Qingqing Zhou wrote:

"Alex Adriaanse" <[EMAIL PROTECTED]> writes


This seems to work, except there exists a race condition.  Consider the
following series of events (in chronological order):

  1. Initially, in the codes table there's a row with id=1, revision=1,
     and a row with id=2, revision=2
  2. Client A begins a transaction, and updates the row with id=1,
     resulting in revision=3 for that row
  3. Client B begins a transaction, and updates the row with id=2,
     resulting in revision=4 for that row
  4. Client B commits the transaction
  5. Client C (which has $lastrevision=2 in its local database)
     synchronizes with the database by doing SELECT * FROM codes WHERE
     revision > 2; and retrieves client B's update to the row with
     id=2, revision=4 (it doesn't yet see the update from client A)
  6. Client A commits the transaction
  7. Some time later, Client C synchronizes with the database again.
     $lastrevision for its database is now 4, so doing SELECT * FROM
     codes WHERE revision > 4; does not retrieve any rows.  So client C
     never sees client A's update to the row with id=1

Essentially, the race condition occurs when the order of clients
committing transactions (i.e. the updates becoming visible to other
clients) differs from the order of clients generating sequence values.
Do you guys have any suggestions on how to avoid this race condition, or
maybe a more elegant way to synchronize the clients with the server?

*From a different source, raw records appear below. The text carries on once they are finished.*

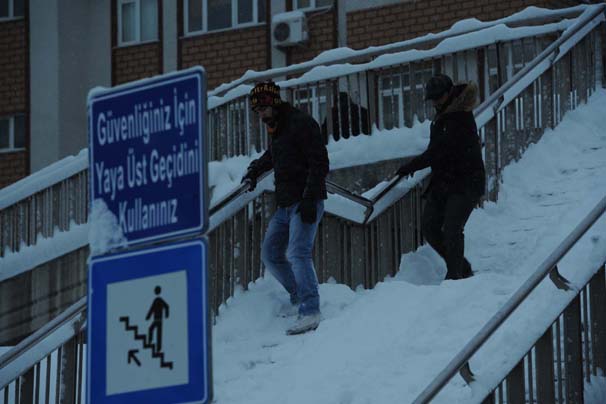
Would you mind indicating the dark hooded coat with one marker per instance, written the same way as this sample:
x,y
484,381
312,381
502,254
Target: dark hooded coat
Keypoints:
x,y
454,152
298,156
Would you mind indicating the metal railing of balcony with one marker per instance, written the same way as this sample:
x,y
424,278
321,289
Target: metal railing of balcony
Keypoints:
x,y
498,100
460,363
47,366
332,57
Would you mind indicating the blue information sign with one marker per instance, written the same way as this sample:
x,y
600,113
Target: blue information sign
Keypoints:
x,y
147,155
148,326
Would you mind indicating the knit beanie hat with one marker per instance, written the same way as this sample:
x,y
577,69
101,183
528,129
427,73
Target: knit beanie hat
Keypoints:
x,y
265,94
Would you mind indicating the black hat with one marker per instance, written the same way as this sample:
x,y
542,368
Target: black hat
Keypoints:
x,y
437,86
265,94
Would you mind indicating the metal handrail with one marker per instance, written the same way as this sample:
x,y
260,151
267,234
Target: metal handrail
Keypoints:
x,y
496,99
73,316
461,360
374,51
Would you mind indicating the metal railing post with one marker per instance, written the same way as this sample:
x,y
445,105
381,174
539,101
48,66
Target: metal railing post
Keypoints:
x,y
597,303
573,352
544,363
27,387
515,384
68,372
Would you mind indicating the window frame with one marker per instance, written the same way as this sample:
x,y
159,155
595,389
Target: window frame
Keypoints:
x,y
11,136
138,16
234,18
312,5
11,13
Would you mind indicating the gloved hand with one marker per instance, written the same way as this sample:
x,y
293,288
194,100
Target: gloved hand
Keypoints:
x,y
250,178
404,171
308,211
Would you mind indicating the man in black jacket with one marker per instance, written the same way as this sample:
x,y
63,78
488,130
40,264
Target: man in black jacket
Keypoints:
x,y
458,178
300,161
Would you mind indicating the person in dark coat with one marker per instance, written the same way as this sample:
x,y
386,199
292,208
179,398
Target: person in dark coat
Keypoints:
x,y
299,159
458,177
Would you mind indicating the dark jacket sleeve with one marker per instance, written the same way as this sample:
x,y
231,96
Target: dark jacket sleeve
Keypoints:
x,y
312,144
437,148
262,164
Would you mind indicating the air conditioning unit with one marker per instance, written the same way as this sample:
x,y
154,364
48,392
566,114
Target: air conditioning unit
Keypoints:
x,y
289,29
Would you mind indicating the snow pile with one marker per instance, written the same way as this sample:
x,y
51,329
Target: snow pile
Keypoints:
x,y
105,232
382,145
45,250
422,267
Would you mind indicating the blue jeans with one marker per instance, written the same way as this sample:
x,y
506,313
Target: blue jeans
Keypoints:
x,y
286,253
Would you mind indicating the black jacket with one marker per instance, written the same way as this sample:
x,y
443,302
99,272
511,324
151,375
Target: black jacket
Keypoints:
x,y
298,156
454,152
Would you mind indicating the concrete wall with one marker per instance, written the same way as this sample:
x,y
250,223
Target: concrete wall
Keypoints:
x,y
44,78
67,60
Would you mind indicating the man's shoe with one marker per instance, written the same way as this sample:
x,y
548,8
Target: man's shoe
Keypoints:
x,y
304,324
288,310
467,271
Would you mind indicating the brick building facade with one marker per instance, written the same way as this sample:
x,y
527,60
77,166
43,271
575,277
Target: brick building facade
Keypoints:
x,y
134,39
14,99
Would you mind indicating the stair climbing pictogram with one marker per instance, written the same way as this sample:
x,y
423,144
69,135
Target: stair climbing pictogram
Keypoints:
x,y
158,310
146,345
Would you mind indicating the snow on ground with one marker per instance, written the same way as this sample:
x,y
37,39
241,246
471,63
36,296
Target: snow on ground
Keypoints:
x,y
385,345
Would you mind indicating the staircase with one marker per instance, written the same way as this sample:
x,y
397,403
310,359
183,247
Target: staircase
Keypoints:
x,y
146,345
559,68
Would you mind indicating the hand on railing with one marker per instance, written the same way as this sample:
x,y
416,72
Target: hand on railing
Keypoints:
x,y
404,172
250,180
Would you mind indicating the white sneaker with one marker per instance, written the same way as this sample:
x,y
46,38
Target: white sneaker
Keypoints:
x,y
304,324
288,310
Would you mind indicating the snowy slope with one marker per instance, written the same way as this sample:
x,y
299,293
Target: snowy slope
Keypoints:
x,y
385,345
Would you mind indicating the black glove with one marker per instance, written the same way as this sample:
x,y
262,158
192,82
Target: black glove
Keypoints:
x,y
404,171
308,211
250,178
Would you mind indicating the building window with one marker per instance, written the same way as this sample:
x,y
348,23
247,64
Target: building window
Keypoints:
x,y
11,9
304,4
137,21
12,133
214,15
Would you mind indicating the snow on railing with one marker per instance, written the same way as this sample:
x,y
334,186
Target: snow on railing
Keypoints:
x,y
346,55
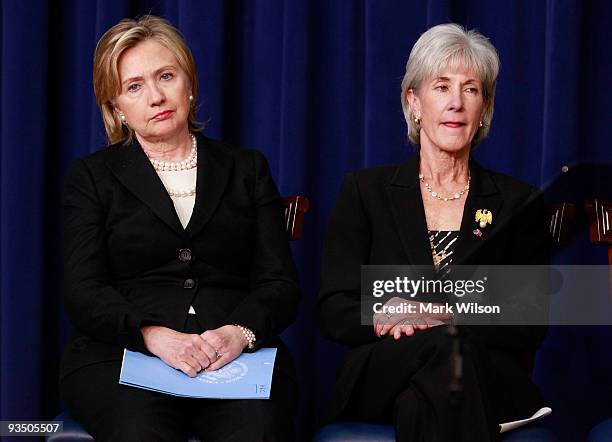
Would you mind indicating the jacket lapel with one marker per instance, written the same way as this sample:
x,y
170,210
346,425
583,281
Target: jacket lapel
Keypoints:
x,y
134,170
408,212
214,169
483,194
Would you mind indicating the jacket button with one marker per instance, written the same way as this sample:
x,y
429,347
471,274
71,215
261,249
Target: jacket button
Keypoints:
x,y
184,255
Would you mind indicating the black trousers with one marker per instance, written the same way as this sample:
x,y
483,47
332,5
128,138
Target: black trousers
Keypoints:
x,y
113,412
406,383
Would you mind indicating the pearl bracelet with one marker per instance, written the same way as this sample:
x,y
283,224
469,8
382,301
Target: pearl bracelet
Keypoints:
x,y
249,335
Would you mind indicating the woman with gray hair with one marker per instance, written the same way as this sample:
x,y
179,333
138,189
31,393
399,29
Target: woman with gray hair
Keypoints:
x,y
440,209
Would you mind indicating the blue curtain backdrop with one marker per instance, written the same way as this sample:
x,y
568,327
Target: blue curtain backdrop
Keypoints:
x,y
315,85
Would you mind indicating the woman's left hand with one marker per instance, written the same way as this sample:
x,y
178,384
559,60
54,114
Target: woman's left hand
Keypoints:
x,y
228,341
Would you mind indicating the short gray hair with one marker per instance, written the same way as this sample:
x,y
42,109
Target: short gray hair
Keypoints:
x,y
444,45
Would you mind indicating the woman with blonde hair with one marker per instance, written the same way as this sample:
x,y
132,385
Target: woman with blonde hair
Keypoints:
x,y
175,246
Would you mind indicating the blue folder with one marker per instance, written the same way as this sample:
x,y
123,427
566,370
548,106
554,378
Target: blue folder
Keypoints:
x,y
247,377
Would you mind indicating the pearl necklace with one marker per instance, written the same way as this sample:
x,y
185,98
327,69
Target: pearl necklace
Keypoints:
x,y
188,163
181,193
435,194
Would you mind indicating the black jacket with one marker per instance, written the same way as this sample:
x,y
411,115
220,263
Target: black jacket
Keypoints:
x,y
129,262
379,219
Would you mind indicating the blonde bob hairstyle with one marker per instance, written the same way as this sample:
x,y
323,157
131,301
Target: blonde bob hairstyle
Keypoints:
x,y
107,84
447,46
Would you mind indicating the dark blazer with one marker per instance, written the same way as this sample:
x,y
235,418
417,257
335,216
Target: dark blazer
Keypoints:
x,y
129,262
379,219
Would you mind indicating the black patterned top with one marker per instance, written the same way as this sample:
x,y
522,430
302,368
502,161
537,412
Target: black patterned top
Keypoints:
x,y
442,243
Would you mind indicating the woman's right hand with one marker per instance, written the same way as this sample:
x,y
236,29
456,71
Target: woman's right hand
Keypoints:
x,y
186,352
398,324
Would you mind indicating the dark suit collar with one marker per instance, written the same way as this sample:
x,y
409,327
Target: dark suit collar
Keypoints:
x,y
214,169
134,170
409,214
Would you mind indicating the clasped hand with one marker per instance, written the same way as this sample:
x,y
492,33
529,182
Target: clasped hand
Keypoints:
x,y
192,353
397,324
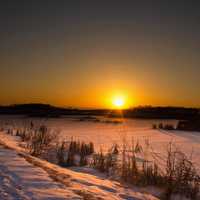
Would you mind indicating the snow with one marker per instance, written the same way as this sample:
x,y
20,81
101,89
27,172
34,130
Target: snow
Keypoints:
x,y
88,183
20,180
25,177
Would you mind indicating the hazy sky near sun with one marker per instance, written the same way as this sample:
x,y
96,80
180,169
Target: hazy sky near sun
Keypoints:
x,y
81,53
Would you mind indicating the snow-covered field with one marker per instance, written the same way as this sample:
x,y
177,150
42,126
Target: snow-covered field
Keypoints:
x,y
104,135
24,177
84,182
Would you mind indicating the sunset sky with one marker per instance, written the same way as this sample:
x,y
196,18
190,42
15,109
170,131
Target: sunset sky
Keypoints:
x,y
85,53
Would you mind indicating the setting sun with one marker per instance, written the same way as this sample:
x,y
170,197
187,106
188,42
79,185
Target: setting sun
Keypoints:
x,y
118,102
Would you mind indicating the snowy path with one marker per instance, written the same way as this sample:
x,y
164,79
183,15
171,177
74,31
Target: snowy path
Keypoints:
x,y
25,177
22,181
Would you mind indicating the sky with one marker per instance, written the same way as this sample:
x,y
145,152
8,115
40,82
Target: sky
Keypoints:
x,y
86,53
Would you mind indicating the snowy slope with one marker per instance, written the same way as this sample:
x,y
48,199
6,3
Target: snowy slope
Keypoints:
x,y
32,178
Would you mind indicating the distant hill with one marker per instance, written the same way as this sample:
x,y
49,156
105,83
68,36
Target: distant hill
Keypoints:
x,y
146,112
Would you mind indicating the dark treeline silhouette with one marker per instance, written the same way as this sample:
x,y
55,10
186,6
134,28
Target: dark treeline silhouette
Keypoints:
x,y
146,112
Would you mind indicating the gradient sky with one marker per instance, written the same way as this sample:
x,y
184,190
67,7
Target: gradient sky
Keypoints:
x,y
81,53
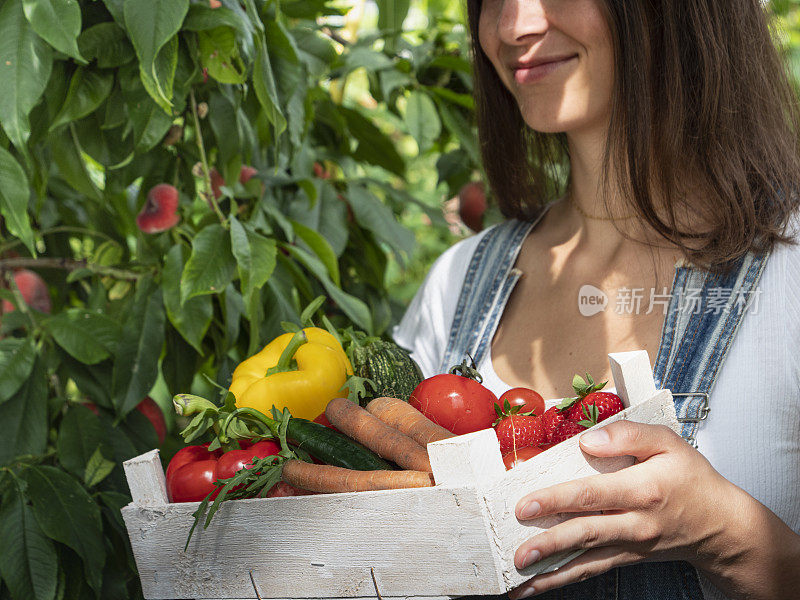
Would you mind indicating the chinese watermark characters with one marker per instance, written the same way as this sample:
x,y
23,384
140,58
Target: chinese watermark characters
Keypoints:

In my understanding, you are doing something like a CVS does. Say if you don't "check out" a file and you make a revision on the version you now see(say version 1), then when you want to commit, you will probabaly receive a "merge required" notice. Since in this interval, the file may have already updated by another user (to version 2) - he is free to do so since nobody knows that you might commit an update. To avoid this, you have to "check out" the file, i.e., lock the file to prevent other changes, then you are free of any merge requirement. The cost is that you locked the file and nobody could change it. So the only options are "merge" or "lock".

Regards,
Qingqing

Applying this analogy to our database, wouldn't that require a table-level lock during a CVS-like commit (which would mean locking the table, getting the revision number, updating the row(s), and committing the transaction)?